The open-source community has introduced q36, a high-performance inference engine written in native C/CUDA specifically tailored for Qwen 35B models. Designed with NVIDIA’s upcoming Blackwell architecture (notably the RTX 5090) in mind, q36 strips away the overhead of heavy Python frameworks to unlock the raw computational potential of next-gen consumer silicon.

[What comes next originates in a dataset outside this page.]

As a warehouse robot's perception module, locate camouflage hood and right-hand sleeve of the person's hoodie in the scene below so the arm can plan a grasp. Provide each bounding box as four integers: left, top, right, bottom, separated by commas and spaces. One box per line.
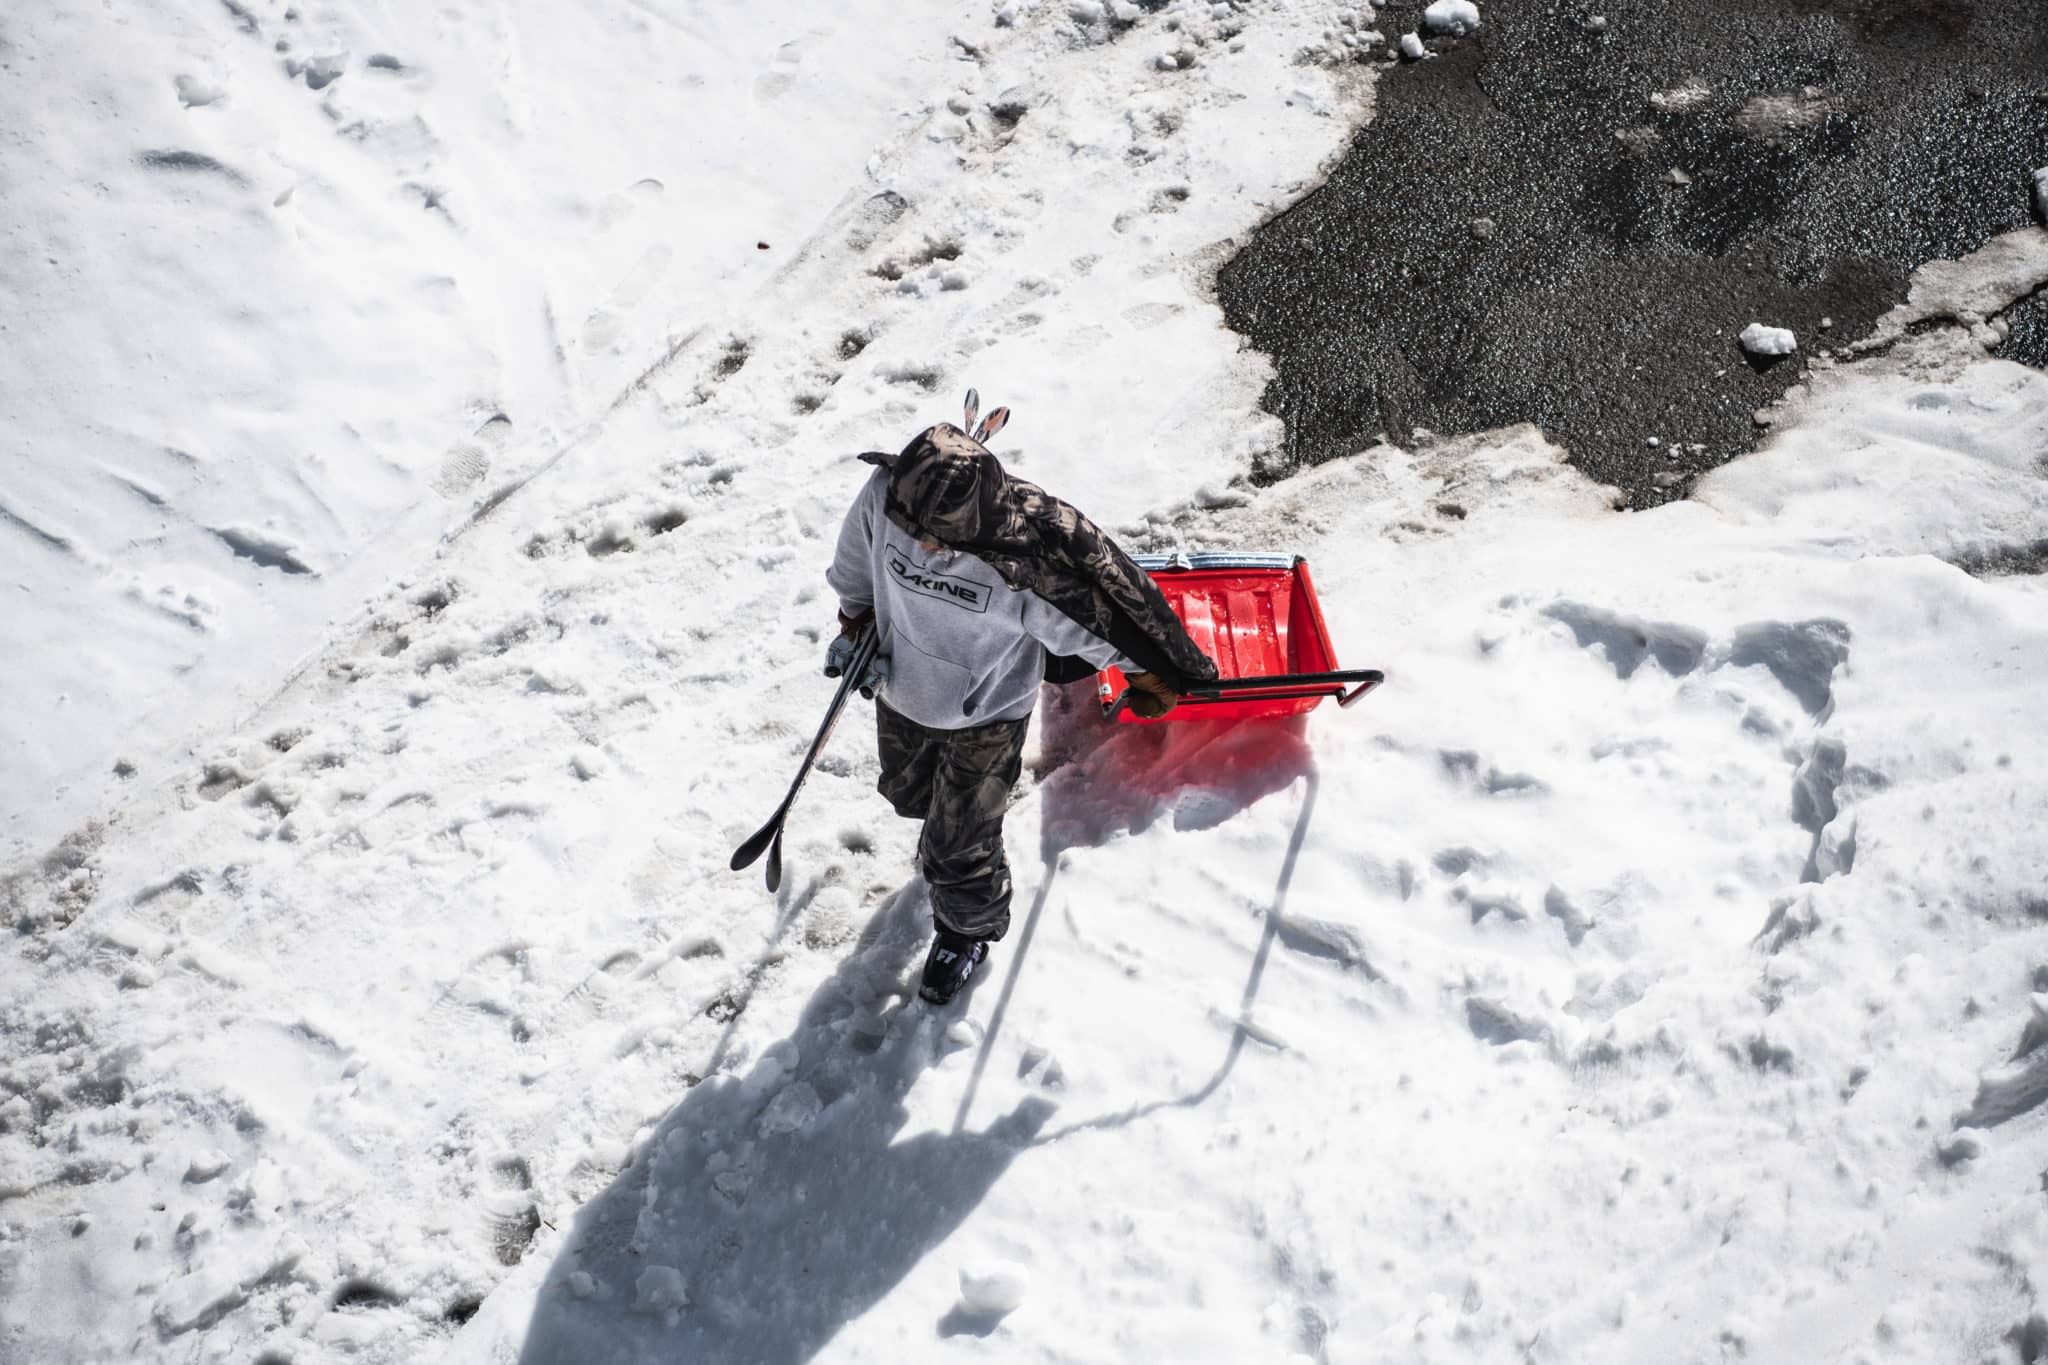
860, 422, 1217, 690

  • The “Python-Free” Paradigm: By bypassing PyTorch and Transformers, q36 eliminates the “Python tax.” This bare-metal approach is critical for minimizing latency and maximizing token-per-second throughput in local environments.
  • Blackwell Synergy: The project targets the unique hardware capabilities of the RTX 5090. By optimizing for Blackwell’s advanced data formats (FP4/FP6), q36 positions the 35B model as a high-speed powerhouse that fits comfortably within consumer VRAM limits.
  • 35B as the New Goldilocks Zone: The 35B parameter count is emerging as the optimal balance between reasoning capability and local deployability. q36 proves that with the right optimization, local models can now rival cloud-based performance for specialized tasks.

Bagua Insight

At Bagua Intelligence, we view q36 as a harbinger of a broader shift toward hardware-software co-design in the local LLM space. We are moving past the era of “one-size-fits-all” inference. The focus is shifting to squeezing every TFLOPS out of specific GPU architectures like Blackwell. This project signals that the RTX 5090 will be marketed less as a gaming peripheral and more as a “Personal AI Supercomputer.” For the Qwen ecosystem, this specialized support provides a massive competitive advantage, turning open-weights models into viable, low-latency alternatives to proprietary APIs for developers who prioritize privacy and performance.

Actionable Advice

Startups and developers focusing on Edge AI or local RAG systems should pivot their optimization strategies toward low-bit quantization (FP4/FP6) and C-native kernels. If your product relies on local inference, relying solely on general-purpose wrappers like Ollama may soon result in a performance deficit. We recommend auditing your inference stack for Blackwell compatibility and exploring how specialized engines like q36 can reduce hardware TCO while increasing user experience through sub-10ms time-to-first-token (TTFT).